Movie Review: Godzilla Minus One
Posted: Tue Jan 09, 2024 6:28 pm
Synopsis: Sea Monster fucks with Japan...again
Godzilla is a cultural icon, a staple of post-nuclear war Japanese mysticism. He was created by radiation from nuclear bomb testing in the Marshall Islands and his atomic breath is a metaphor for the destruction wrought by Little Boy and Fat Man. Godzilla attacking Japan is a metaphor for a country permanently besieged by nuclear threat.
Like most of my friends, I don't remember the last Godzilla movie I watched. It's been a very long time since I had any interest in this monster or the 32 Godzilla movies that have graced the big screen since 1954. That's a movie every two years for 70 years. To say the genre should be tapped out is to understate it by orders of magnitude.
Naturally, I was shocked when G-1 was getting hugely positive reviews. 98%/98% on Rotten Tomatoes. My sons invited me to watch this movie in a theatre and I said yup, anything with a 98% RT score is worth a watch. A week later we watched it a second time. In a packed theatre. Jeebus, I haven't been in a packed theatre since 2019. Why are American audiences supporting a subtitled foreign film about a monster that's been featured 32 times already?
The Good
Surprisingly, Godzilla is a second tier character in this movie. I was not expecting that. I assumed a modern day monster movie would feature an overblown CGI-heavy montage of monster doing monster shit with the thinnest of plots tying action scenes together. This story is more about the human characters and their attempt to heal from WWII. They are reconstructing society, culture, hope, national identity, and it's complicated at every level. They are a neutered country, their military weaponry having been stripped by international treaty. How do you fight a fire-breathing monster without military-grade weapons? How do you define national pride when you just lost a war?

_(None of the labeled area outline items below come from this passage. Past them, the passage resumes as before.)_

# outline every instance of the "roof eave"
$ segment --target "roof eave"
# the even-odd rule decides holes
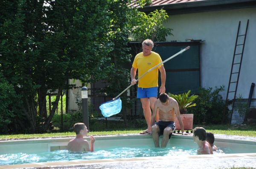
[[[256,7],[256,0],[210,0],[144,6],[140,11],[148,13],[165,9],[169,14]]]

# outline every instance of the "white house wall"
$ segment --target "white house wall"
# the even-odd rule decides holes
[[[205,88],[224,85],[226,91],[221,94],[225,99],[239,23],[241,21],[239,34],[244,34],[247,19],[236,96],[248,99],[251,83],[256,83],[256,8],[170,15],[165,26],[173,29],[174,36],[166,40],[205,40],[201,46],[201,85]],[[256,98],[256,89],[253,98]]]

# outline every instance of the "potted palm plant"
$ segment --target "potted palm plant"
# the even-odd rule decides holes
[[[187,130],[188,132],[189,130],[192,130],[193,129],[193,120],[194,115],[193,114],[187,114],[187,109],[188,108],[195,106],[195,103],[193,103],[192,101],[198,96],[198,95],[189,96],[191,90],[189,90],[187,93],[184,93],[181,94],[174,95],[170,93],[168,94],[171,97],[175,99],[180,108],[180,118],[184,126],[184,130]],[[177,118],[175,118],[175,123],[176,125],[175,129],[179,132],[180,130],[180,123]]]

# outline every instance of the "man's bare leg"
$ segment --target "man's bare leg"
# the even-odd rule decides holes
[[[159,127],[157,124],[154,124],[151,127],[151,131],[155,147],[159,147]]]
[[[163,130],[163,138],[162,138],[162,144],[161,147],[164,148],[166,146],[167,143],[169,141],[169,135],[172,132],[172,130],[169,127],[167,127]]]
[[[143,112],[144,117],[146,119],[148,129],[145,130],[148,132],[151,132],[151,116],[152,115],[150,106],[149,104],[149,99],[148,98],[140,98],[140,101],[143,108]]]
[[[150,103],[150,107],[151,109],[154,109],[154,103],[157,101],[157,98],[156,97],[150,97],[149,98],[149,102]],[[157,112],[157,114],[156,115],[156,122],[158,122],[159,121],[159,114],[158,114],[158,110]]]

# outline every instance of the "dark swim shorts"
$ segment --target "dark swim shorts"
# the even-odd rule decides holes
[[[158,121],[158,122],[154,123],[154,124],[157,124],[157,126],[158,126],[158,127],[159,127],[159,129],[160,130],[160,131],[159,132],[159,136],[163,135],[163,130],[167,126],[171,127],[172,130],[173,132],[174,131],[174,130],[175,130],[175,123],[174,122],[174,121]],[[172,135],[172,133],[169,135],[169,139],[171,138],[171,136]]]

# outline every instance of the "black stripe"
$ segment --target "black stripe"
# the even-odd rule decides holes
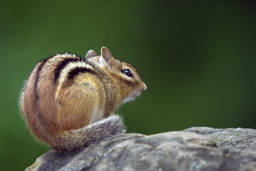
[[[56,83],[56,82],[60,77],[60,74],[61,72],[61,70],[66,65],[72,62],[78,61],[83,61],[83,60],[79,57],[77,57],[75,58],[64,58],[63,61],[60,63],[60,64],[57,66],[55,69],[55,70],[54,71],[54,78],[53,79],[54,83]]]
[[[42,70],[42,68],[43,68],[43,66],[45,65],[45,64],[47,62],[47,61],[50,59],[50,58],[53,57],[54,56],[51,56],[48,58],[45,59],[43,60],[41,64],[39,65],[39,66],[38,66],[38,69],[37,69],[37,70],[36,71],[36,81],[35,81],[35,86],[34,86],[34,88],[35,89],[35,100],[38,99],[38,94],[37,94],[37,87],[38,85],[38,81],[39,81],[39,76],[40,76],[40,71]]]
[[[71,69],[70,71],[68,74],[68,78],[70,80],[73,79],[76,75],[77,75],[79,73],[88,72],[91,74],[95,74],[95,72],[91,69],[89,69],[85,67],[77,67]]]

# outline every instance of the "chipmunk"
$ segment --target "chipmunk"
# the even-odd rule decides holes
[[[22,90],[20,108],[37,139],[60,151],[80,150],[125,132],[112,115],[146,89],[136,69],[103,47],[85,59],[56,54],[38,63]]]

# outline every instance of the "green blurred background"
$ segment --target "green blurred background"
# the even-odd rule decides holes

I found myself caring deeply about every character in the movie, even minor characters. Their stories are compelling and their journeys are beautifully shown through circumstance and conflict. I never felt like the movie "told" me what to think or feel. Scenes were constructed to demonstrate character development and the director nailed it with stark precision. I'll draw a comparison to the last Marvel movie I watched, Dr Strange and The Multiverse of Madness. There was so much shit happening all the time I didn't care what happened to anyone in the Multiverse. I was never given time to care about Doctor Strange or his alter persons. They were two dimensional props moving linearly through an overloaded plot full of contrivances. This Godzilla movie, however, does a great job of letting its story breathe. It is nearly perfectly paced.
The practical effects team in G-1 does a stellar job of aging the characters. I didn't notice this on my first viewing but the second time I was shocked at how immature the characters looked at the start. Paying attention on the second viewing, I was impressed by how well the characters matured in appearance, mannerisms, even speech patterns. Writer and director Takashi Yamazaki knows his shit. I can't believe he made this movie with only $15 million.
The musical score is top notch, especially the choir movements during the third act. Simply masterful.
The Bad
Occasionally, the actors over-sell strong emotion. This is rooted in Japanese culture in a lot of ways. If you're familiar with Anime or other forms of Japanese performance art, you won't find it strange. I still found it mildly grating even though I understand why they do it.
The Ugly
The last three minutes are a deliberate setup for a sequel and it detracted from the tone of the movie up to that point. Didn't quite ruin the movie for me, but came close. It's that bad.